Cheese Pairing

Wine and Cheese is like Laurel & Hardy, Guns & Roses, Bill & Hillary, and other combinations that are frequently better than the some of their parts. 
 
But be aware that the common assumption that all wines taste good with cheese can get you in trouble. Some flavorful cheeses can obliterate the wine making it flat and thin. Others are just the right combination. Here is a little background, some guidelines and some classic combinations.
 
Since wines do come in a few thousand variations of sweetness, acidity, body, flavor, smell, color and everything else, you should test out our recommendations (and your brother-in-laws) ahead of any big shindig where your are displaying your gastronomical chops.
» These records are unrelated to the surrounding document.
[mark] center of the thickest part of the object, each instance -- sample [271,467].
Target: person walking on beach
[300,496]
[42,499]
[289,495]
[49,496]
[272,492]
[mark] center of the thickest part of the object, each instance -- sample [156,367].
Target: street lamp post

Don’t let this hold you back though because this is part of the joy of wine and food pairing. And remember that you are the ultimate gourmet as to what you like.
 
Some Guidelines
 
• White wines are best with soft cheeses with stronger flavors.
• Red wines match best with hard cheeses and milder flavors.
• Fruity, sweet white wines and dessert wines work with many cheeses.
• The more pungent the cheese you choose, the sweeter the wine should be.

 

 
 
Classic Pairings
 
  • Blue Cheese with Cabernet Sauvignon, Zinfandel, a TawnyPort, and Sherry.
  • Camembert or Brie go great with Chardonnay and Sauvignon Blanc.
  • Cahill (Porter) look for light fruity reds like Pinot Noir.
  • Cheddars can blend well with Merlot or Cabernet Sauvignon.
  • Chevre is semi hard and is winner with Gewürztraminer or Champagne.
  • Fotina can be nice with a medium bodied Barbera or Nebbiolo.
  • Goat cheese and Feta’s can go with Dry Chenin Blanc, Sauvignon Blanc, or Pinot Gris for whites or Pinot Noir for a medium bodied red.
  • Gorgonzola goes with a sweet Riesling, Cabernet Sauvignon or a richly flavored Zinfandel.
  • Gouda’s go well with Riesling and even bubbly sparkling wines.
  • Gruyere is great with Pinot Noir.
  • Jarlsberg is a hit with Sauvignon Blanc, Viognier, and light bodied reds.
  • Monterey Jack is good with Riesling.
  • Roquefort cheese can work with late harvest Riesling.
  • Stinky Stilton can pair with Port or late harvest Zinfandel or Cabernet.
  • Swiss goes with Pinot Noir.
  • Your good English Winsleydale will go with the likes of Chardonnay or try it with a dry Gewürztraminer.
There are of course hundreds or even thousands of types of cheeses (a cheese cart at even a modest Parisian restaurant will prove that) and thousands of wines. Think of the possibilities. Stick to the guidelines but always eat and drink what you like.